Mirant mounts effort to reduce greenhouse gases

By the OGJ Online Staff

HOUSTON, Sept. 12, 2001 – Independent energy producer Mirant Corp. said it will spend $50 million over 10 years for research into global warming and ways to combat it.

Renewable energy projects in Europe will play an increasing role in Mirant’s environmental strategy, the company said. The Atlanta-based power producer outlined its own new corporate initiatives involving climate change in the company’s first annual environmental report released Tuesday

In the report, Mirant outlined projects it will help fund, including greenhouse gas mitigation projects to help offset its carbon dioxide (CO2) emissions. It also will utilize energy efficiency improvements and projects that act to trap carbon, not allowing nitrogen oxide (NOx) to form.
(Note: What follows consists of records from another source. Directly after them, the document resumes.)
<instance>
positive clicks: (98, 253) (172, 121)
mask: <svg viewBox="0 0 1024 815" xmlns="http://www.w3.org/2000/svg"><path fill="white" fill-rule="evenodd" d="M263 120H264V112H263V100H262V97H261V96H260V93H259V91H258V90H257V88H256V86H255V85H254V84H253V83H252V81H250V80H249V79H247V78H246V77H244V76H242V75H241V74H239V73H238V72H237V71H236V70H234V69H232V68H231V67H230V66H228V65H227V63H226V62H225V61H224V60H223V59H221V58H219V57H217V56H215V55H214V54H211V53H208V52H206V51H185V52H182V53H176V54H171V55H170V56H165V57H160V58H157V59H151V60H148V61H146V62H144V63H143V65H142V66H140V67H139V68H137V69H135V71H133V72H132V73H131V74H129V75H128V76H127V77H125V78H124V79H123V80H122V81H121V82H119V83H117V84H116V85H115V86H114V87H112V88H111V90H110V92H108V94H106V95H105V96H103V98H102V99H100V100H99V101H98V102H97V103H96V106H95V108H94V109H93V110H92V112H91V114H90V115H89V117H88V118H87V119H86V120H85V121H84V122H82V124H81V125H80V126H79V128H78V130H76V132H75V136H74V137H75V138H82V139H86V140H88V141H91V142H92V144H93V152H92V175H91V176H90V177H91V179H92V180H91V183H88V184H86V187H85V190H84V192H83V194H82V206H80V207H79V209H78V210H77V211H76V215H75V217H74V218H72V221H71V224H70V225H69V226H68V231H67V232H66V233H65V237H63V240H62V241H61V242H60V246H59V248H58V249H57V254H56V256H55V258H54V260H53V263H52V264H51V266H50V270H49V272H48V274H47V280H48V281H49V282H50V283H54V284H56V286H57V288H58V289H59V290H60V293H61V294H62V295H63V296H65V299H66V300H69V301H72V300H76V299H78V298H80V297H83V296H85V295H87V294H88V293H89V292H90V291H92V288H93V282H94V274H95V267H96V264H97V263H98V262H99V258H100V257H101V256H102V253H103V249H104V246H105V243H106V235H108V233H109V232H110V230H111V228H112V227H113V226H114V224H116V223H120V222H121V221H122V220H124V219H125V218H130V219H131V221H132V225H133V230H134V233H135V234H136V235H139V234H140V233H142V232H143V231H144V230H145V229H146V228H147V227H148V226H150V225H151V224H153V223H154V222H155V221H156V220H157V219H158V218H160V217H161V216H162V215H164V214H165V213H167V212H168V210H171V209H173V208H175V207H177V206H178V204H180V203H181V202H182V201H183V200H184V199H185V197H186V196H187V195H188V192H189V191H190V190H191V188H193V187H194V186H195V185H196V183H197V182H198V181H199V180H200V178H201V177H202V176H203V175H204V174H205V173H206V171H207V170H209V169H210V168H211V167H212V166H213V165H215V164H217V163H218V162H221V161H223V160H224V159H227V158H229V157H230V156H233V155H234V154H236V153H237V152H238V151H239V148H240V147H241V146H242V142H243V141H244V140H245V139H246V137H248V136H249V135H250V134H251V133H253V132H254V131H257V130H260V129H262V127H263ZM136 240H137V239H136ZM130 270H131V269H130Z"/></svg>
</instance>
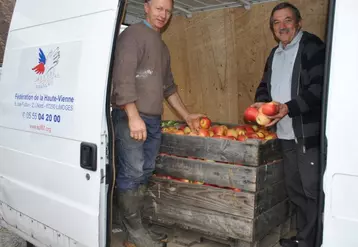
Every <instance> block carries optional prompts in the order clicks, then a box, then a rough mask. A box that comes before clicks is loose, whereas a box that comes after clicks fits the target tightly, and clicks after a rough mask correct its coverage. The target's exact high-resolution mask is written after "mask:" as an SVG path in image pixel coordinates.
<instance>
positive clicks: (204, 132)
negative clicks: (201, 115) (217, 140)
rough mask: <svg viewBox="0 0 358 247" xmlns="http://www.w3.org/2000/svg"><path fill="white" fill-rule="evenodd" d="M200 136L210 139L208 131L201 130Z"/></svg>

Funding will help support research that seeks to understand the causes of climate change and develop less carbon-intensive generation technologies.

Mirant will also develop its own inventory of greenhouse gas emission sources. The inventory will be compiled by using the method developed by the World Resources Institute and the World Business Council for Sustainable Development. From there, Mirant will develop its own program to reduce greenhouse gas emissions.

“Undertaking a greenhouse gas inventory is the place to start, yet emissions and investments in clean energy technologies is where we hope this information would lead an energy company,” said Elizabeth Cook, director of World Resources Institute’s Environmental program.

Development of renewable energy generation projects will become increasingly important in Europe, the company said.

“Mirant expects that Europe offers many of the best opportunities for investment in renewable generation projects,” said Barney Rush, CEO of Mirant’s European business group. The company’s environmental report discusses corporate policy, an environmental management system, and environmental performance indicators. The report also set improvement targets and links compensation of employees to environmental performance.

The $50 million investment is in addition to a recently announced $3 million commitment to a California based company Cheng Power Systems that will develop and commercialize products that decrease Nox and increase fuel use in power generation plants.